Submarine pipelines can get damaged in various ways. An important failure mode is collapse. In the deep sea, the hydrostatic pressure is very large and the threat of said failure exists. There are prospects for pipelines in water depths of up to—at least—3,700 m. A pipeline requires a very thick wall to cope with such, hostile environment. This means that D/t, the diameter-to-wall-thickness ratio, must be low.
The analytical limit-state equations included in DNV-ST-F101, a prevailing design standard for submarine pipeline systems, do not work well for pipe with extremely thick walls. Collapse-pressure predictions are increasingly conservative for lower D/t. By following the standard, pipelines operating in ultra-deep water may be over-dimensioned. This can culminate in manufacturing requirements that adversely affect project economics or threaten the technical feasibility altogether.
This paper proposes an improved analytical framework for calculating the collapse pressure. Like the DNV model, the proposed model reflects the fundamental underlying and interacting physics of material yielding and geometric instability.
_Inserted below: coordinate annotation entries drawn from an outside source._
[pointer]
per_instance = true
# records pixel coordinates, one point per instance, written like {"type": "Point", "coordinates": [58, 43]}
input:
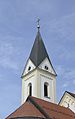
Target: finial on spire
{"type": "Point", "coordinates": [38, 25]}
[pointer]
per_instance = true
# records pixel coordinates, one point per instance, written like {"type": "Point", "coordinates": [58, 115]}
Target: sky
{"type": "Point", "coordinates": [18, 28]}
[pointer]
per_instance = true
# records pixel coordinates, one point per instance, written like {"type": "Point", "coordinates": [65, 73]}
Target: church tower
{"type": "Point", "coordinates": [39, 76]}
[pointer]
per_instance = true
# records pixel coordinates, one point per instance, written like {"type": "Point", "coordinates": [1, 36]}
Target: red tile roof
{"type": "Point", "coordinates": [55, 111]}
{"type": "Point", "coordinates": [35, 107]}
{"type": "Point", "coordinates": [26, 110]}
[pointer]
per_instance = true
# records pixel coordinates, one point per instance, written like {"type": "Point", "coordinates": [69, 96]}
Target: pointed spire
{"type": "Point", "coordinates": [38, 25]}
{"type": "Point", "coordinates": [38, 52]}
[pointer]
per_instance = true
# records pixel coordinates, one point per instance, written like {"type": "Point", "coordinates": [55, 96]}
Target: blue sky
{"type": "Point", "coordinates": [18, 30]}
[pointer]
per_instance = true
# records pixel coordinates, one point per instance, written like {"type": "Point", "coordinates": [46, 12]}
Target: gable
{"type": "Point", "coordinates": [46, 65]}
{"type": "Point", "coordinates": [29, 67]}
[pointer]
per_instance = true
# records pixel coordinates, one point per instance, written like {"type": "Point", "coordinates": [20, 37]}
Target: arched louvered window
{"type": "Point", "coordinates": [29, 89]}
{"type": "Point", "coordinates": [46, 92]}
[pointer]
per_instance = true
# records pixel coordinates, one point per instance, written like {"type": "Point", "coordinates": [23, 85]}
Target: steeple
{"type": "Point", "coordinates": [38, 52]}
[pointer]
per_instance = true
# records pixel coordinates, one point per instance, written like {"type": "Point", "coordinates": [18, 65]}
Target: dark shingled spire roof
{"type": "Point", "coordinates": [38, 52]}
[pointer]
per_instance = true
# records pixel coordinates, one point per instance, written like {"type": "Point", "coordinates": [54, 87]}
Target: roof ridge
{"type": "Point", "coordinates": [38, 107]}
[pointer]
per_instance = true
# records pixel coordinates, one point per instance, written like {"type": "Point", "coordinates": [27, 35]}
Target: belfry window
{"type": "Point", "coordinates": [29, 89]}
{"type": "Point", "coordinates": [46, 93]}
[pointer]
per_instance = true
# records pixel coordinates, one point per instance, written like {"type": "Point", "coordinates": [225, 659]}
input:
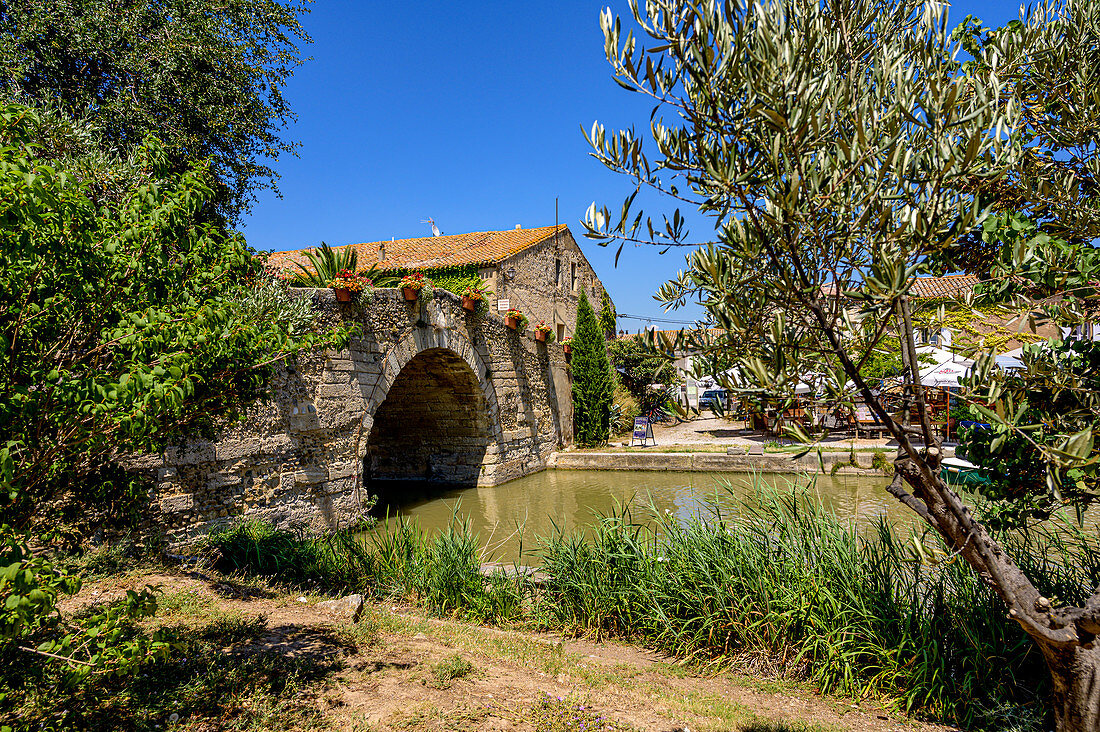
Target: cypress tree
{"type": "Point", "coordinates": [592, 379]}
{"type": "Point", "coordinates": [607, 316]}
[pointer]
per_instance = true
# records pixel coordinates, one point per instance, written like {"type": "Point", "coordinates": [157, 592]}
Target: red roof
{"type": "Point", "coordinates": [949, 285]}
{"type": "Point", "coordinates": [431, 252]}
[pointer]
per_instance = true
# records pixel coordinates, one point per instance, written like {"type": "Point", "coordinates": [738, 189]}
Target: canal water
{"type": "Point", "coordinates": [510, 517]}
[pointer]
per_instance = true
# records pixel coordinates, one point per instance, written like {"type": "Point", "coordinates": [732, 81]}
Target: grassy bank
{"type": "Point", "coordinates": [781, 587]}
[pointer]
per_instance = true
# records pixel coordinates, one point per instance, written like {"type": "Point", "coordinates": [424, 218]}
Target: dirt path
{"type": "Point", "coordinates": [398, 669]}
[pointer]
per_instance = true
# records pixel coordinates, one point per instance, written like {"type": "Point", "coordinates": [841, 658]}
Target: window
{"type": "Point", "coordinates": [1080, 331]}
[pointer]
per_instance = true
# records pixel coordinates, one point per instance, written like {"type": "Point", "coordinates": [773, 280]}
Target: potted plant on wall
{"type": "Point", "coordinates": [472, 297]}
{"type": "Point", "coordinates": [515, 319]}
{"type": "Point", "coordinates": [348, 283]}
{"type": "Point", "coordinates": [543, 331]}
{"type": "Point", "coordinates": [411, 284]}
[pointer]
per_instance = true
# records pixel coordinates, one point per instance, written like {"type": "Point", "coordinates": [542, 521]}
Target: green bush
{"type": "Point", "coordinates": [787, 582]}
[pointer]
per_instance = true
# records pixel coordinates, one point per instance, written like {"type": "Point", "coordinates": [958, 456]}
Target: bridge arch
{"type": "Point", "coordinates": [431, 417]}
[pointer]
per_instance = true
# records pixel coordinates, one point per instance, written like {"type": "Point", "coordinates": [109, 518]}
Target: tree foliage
{"type": "Point", "coordinates": [592, 379]}
{"type": "Point", "coordinates": [842, 149]}
{"type": "Point", "coordinates": [205, 78]}
{"type": "Point", "coordinates": [123, 326]}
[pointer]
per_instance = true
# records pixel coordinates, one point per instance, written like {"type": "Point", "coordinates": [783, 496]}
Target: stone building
{"type": "Point", "coordinates": [539, 271]}
{"type": "Point", "coordinates": [426, 395]}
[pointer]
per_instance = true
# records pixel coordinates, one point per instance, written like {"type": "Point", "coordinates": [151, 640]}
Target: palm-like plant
{"type": "Point", "coordinates": [322, 264]}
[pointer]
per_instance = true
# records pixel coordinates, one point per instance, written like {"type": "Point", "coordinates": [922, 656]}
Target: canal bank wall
{"type": "Point", "coordinates": [713, 462]}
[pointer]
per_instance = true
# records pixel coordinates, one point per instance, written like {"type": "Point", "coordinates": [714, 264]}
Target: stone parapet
{"type": "Point", "coordinates": [473, 403]}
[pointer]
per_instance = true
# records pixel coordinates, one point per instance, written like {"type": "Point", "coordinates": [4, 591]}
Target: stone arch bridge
{"type": "Point", "coordinates": [429, 394]}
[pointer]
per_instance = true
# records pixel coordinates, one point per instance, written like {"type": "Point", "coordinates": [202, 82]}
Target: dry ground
{"type": "Point", "coordinates": [399, 669]}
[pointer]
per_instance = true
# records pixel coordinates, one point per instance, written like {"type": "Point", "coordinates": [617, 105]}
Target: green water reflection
{"type": "Point", "coordinates": [513, 515]}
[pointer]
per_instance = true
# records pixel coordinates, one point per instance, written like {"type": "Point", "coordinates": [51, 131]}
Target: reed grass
{"type": "Point", "coordinates": [779, 585]}
{"type": "Point", "coordinates": [784, 586]}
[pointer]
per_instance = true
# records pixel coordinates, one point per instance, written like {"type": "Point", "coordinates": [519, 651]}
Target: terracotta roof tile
{"type": "Point", "coordinates": [431, 252]}
{"type": "Point", "coordinates": [949, 285]}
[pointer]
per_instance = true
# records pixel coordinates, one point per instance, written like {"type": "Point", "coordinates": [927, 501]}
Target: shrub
{"type": "Point", "coordinates": [788, 586]}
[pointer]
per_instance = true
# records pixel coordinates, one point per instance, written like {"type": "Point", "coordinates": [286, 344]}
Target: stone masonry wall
{"type": "Point", "coordinates": [538, 291]}
{"type": "Point", "coordinates": [297, 459]}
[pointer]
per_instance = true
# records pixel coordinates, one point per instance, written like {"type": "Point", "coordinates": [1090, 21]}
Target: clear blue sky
{"type": "Point", "coordinates": [470, 113]}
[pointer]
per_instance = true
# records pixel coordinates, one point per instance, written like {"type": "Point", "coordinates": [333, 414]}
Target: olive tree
{"type": "Point", "coordinates": [842, 148]}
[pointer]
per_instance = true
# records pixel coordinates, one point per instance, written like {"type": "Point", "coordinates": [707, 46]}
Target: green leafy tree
{"type": "Point", "coordinates": [207, 78]}
{"type": "Point", "coordinates": [122, 327]}
{"type": "Point", "coordinates": [592, 379]}
{"type": "Point", "coordinates": [840, 149]}
{"type": "Point", "coordinates": [640, 368]}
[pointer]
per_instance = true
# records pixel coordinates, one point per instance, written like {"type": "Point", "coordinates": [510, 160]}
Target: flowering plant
{"type": "Point", "coordinates": [414, 281]}
{"type": "Point", "coordinates": [518, 315]}
{"type": "Point", "coordinates": [348, 280]}
{"type": "Point", "coordinates": [474, 292]}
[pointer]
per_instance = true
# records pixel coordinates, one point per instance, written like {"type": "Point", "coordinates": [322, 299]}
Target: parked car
{"type": "Point", "coordinates": [713, 399]}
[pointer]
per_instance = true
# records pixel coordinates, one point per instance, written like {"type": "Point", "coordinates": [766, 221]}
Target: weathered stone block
{"type": "Point", "coordinates": [173, 504]}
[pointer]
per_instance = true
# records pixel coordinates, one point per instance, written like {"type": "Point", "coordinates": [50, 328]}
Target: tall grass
{"type": "Point", "coordinates": [785, 586]}
{"type": "Point", "coordinates": [396, 560]}
{"type": "Point", "coordinates": [780, 585]}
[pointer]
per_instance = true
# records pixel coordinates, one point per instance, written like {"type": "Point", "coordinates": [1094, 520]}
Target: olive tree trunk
{"type": "Point", "coordinates": [1076, 695]}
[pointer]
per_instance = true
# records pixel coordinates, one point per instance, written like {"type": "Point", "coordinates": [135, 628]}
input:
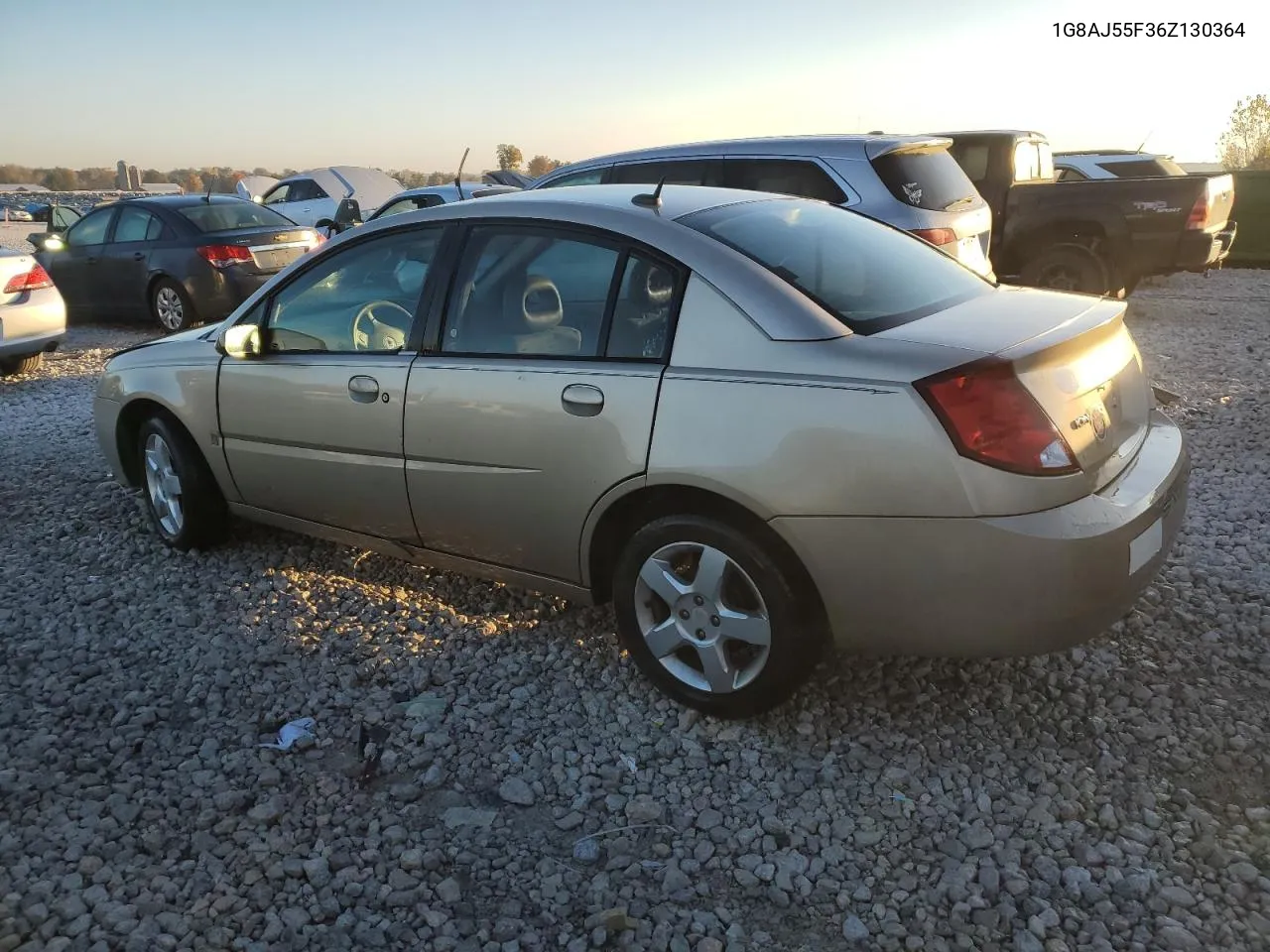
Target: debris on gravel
{"type": "Point", "coordinates": [1111, 797]}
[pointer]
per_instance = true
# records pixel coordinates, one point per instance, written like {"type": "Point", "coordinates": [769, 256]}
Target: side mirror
{"type": "Point", "coordinates": [348, 212]}
{"type": "Point", "coordinates": [48, 241]}
{"type": "Point", "coordinates": [240, 341]}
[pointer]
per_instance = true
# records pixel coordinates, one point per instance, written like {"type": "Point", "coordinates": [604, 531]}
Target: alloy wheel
{"type": "Point", "coordinates": [169, 307]}
{"type": "Point", "coordinates": [163, 485]}
{"type": "Point", "coordinates": [702, 617]}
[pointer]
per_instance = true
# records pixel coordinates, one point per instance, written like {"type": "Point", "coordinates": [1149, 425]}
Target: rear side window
{"type": "Point", "coordinates": [869, 276]}
{"type": "Point", "coordinates": [929, 179]}
{"type": "Point", "coordinates": [677, 172]}
{"type": "Point", "coordinates": [1143, 169]}
{"type": "Point", "coordinates": [232, 216]}
{"type": "Point", "coordinates": [784, 177]}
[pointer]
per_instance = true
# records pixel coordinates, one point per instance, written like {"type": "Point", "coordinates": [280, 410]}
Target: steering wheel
{"type": "Point", "coordinates": [381, 335]}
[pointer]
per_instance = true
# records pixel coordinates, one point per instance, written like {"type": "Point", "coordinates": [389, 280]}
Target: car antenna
{"type": "Point", "coordinates": [652, 199]}
{"type": "Point", "coordinates": [458, 176]}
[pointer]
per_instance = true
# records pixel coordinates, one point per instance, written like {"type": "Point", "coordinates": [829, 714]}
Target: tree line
{"type": "Point", "coordinates": [222, 179]}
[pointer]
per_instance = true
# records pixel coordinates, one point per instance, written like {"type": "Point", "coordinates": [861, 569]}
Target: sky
{"type": "Point", "coordinates": [412, 82]}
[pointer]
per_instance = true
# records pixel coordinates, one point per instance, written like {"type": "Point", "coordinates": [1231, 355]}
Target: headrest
{"type": "Point", "coordinates": [411, 275]}
{"type": "Point", "coordinates": [652, 286]}
{"type": "Point", "coordinates": [534, 304]}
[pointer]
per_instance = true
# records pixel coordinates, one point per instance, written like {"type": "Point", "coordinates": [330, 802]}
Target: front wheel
{"type": "Point", "coordinates": [172, 307]}
{"type": "Point", "coordinates": [30, 363]}
{"type": "Point", "coordinates": [185, 504]}
{"type": "Point", "coordinates": [712, 620]}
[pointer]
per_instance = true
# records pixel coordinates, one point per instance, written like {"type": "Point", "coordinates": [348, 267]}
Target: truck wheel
{"type": "Point", "coordinates": [1067, 268]}
{"type": "Point", "coordinates": [21, 365]}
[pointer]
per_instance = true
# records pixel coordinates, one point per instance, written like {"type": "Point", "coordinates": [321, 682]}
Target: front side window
{"type": "Point", "coordinates": [592, 177]}
{"type": "Point", "coordinates": [869, 276]}
{"type": "Point", "coordinates": [359, 299]}
{"type": "Point", "coordinates": [136, 225]}
{"type": "Point", "coordinates": [784, 177]}
{"type": "Point", "coordinates": [90, 230]}
{"type": "Point", "coordinates": [530, 293]}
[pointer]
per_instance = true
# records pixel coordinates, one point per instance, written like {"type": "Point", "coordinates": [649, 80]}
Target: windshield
{"type": "Point", "coordinates": [234, 216]}
{"type": "Point", "coordinates": [869, 276]}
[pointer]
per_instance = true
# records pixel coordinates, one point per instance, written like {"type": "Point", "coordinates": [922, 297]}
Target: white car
{"type": "Point", "coordinates": [316, 194]}
{"type": "Point", "coordinates": [32, 312]}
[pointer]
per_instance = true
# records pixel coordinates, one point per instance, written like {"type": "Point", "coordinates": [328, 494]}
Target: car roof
{"type": "Point", "coordinates": [181, 200]}
{"type": "Point", "coordinates": [834, 146]}
{"type": "Point", "coordinates": [677, 200]}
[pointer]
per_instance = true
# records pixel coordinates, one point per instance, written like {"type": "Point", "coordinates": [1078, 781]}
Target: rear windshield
{"type": "Point", "coordinates": [929, 179]}
{"type": "Point", "coordinates": [869, 276]}
{"type": "Point", "coordinates": [234, 216]}
{"type": "Point", "coordinates": [1143, 169]}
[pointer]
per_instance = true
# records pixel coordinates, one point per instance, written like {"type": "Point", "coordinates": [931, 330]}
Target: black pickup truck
{"type": "Point", "coordinates": [1097, 236]}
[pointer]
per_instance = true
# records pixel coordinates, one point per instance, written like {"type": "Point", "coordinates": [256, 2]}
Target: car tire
{"type": "Point", "coordinates": [171, 306]}
{"type": "Point", "coordinates": [675, 643]}
{"type": "Point", "coordinates": [182, 499]}
{"type": "Point", "coordinates": [1067, 268]}
{"type": "Point", "coordinates": [21, 365]}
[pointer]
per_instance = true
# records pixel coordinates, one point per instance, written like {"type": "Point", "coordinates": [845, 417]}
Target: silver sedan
{"type": "Point", "coordinates": [757, 424]}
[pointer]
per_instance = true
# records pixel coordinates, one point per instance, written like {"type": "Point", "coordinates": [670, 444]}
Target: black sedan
{"type": "Point", "coordinates": [182, 259]}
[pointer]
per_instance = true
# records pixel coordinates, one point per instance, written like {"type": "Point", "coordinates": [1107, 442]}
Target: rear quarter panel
{"type": "Point", "coordinates": [801, 428]}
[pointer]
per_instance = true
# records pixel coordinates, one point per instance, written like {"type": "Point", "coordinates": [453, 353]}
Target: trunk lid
{"type": "Point", "coordinates": [272, 249]}
{"type": "Point", "coordinates": [1072, 353]}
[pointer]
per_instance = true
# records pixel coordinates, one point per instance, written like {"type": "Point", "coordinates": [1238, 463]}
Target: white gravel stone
{"type": "Point", "coordinates": [1097, 789]}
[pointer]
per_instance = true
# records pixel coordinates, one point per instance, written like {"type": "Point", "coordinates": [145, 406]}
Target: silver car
{"type": "Point", "coordinates": [911, 181]}
{"type": "Point", "coordinates": [756, 424]}
{"type": "Point", "coordinates": [32, 312]}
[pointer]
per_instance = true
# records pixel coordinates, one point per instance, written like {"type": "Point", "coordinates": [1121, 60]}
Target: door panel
{"type": "Point", "coordinates": [312, 435]}
{"type": "Point", "coordinates": [503, 465]}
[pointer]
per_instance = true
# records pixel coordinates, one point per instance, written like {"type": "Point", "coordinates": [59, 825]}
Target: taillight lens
{"type": "Point", "coordinates": [223, 255]}
{"type": "Point", "coordinates": [35, 280]}
{"type": "Point", "coordinates": [937, 236]}
{"type": "Point", "coordinates": [1198, 218]}
{"type": "Point", "coordinates": [991, 417]}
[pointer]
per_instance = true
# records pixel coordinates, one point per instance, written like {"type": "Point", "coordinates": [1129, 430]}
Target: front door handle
{"type": "Point", "coordinates": [363, 390]}
{"type": "Point", "coordinates": [581, 400]}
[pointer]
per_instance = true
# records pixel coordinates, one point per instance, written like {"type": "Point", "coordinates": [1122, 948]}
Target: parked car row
{"type": "Point", "coordinates": [757, 424]}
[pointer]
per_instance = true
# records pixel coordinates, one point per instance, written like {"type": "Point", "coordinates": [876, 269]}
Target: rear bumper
{"type": "Point", "coordinates": [216, 293]}
{"type": "Point", "coordinates": [1201, 250]}
{"type": "Point", "coordinates": [998, 587]}
{"type": "Point", "coordinates": [32, 324]}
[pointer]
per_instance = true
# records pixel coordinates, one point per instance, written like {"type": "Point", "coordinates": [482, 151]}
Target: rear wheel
{"type": "Point", "coordinates": [710, 619]}
{"type": "Point", "coordinates": [171, 306]}
{"type": "Point", "coordinates": [1067, 268]}
{"type": "Point", "coordinates": [21, 365]}
{"type": "Point", "coordinates": [185, 504]}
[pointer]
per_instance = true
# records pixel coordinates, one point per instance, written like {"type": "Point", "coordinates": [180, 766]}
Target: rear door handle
{"type": "Point", "coordinates": [363, 390]}
{"type": "Point", "coordinates": [581, 400]}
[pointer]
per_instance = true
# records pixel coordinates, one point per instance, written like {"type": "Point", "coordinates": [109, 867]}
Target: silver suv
{"type": "Point", "coordinates": [908, 181]}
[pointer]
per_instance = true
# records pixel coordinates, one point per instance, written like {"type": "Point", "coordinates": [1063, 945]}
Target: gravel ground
{"type": "Point", "coordinates": [539, 794]}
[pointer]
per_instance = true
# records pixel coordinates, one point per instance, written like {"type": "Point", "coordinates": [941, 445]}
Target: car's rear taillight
{"type": "Point", "coordinates": [35, 280]}
{"type": "Point", "coordinates": [992, 419]}
{"type": "Point", "coordinates": [223, 255]}
{"type": "Point", "coordinates": [1198, 218]}
{"type": "Point", "coordinates": [937, 236]}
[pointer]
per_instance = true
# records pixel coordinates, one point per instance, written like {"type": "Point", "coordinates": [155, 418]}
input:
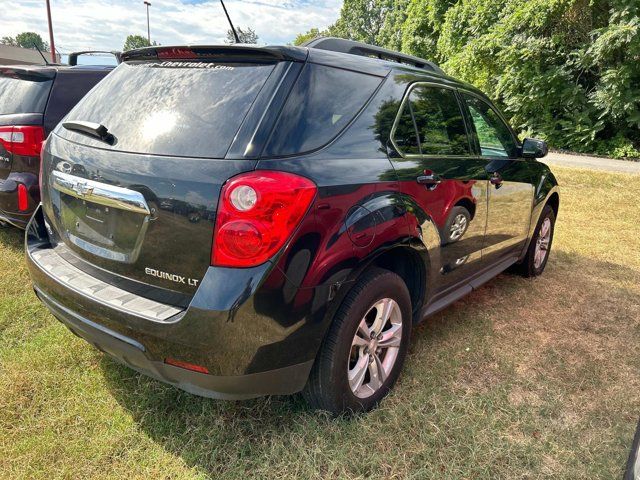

It has been found that the collapse resistance of pipe with extremely thick walls (roughly D/t ≤ 15) is underestimated when using the DNV formulation. On the other hand, the capacity of pipe with slightly thinner walls (about 15 < D/t ≤ 40) could be overpredicted. The latter may occur if cold-formed line-pipe joints have not been subjected to some form of heat treatment after forming—for instance, via a coating process.
To improve consistency between the predictive model and finite- element analysis, the analytical model has been extended to account for behaviours that were not yet included: triaxiality of stress and plastic bifurcation. The result is an elegant set of equations that can be used to evaluate the collapse pressure. Although the focus of this study was thick-walled pipe, the improvements lead to better collapse-pressure predictions for pipe with thinner walls, too.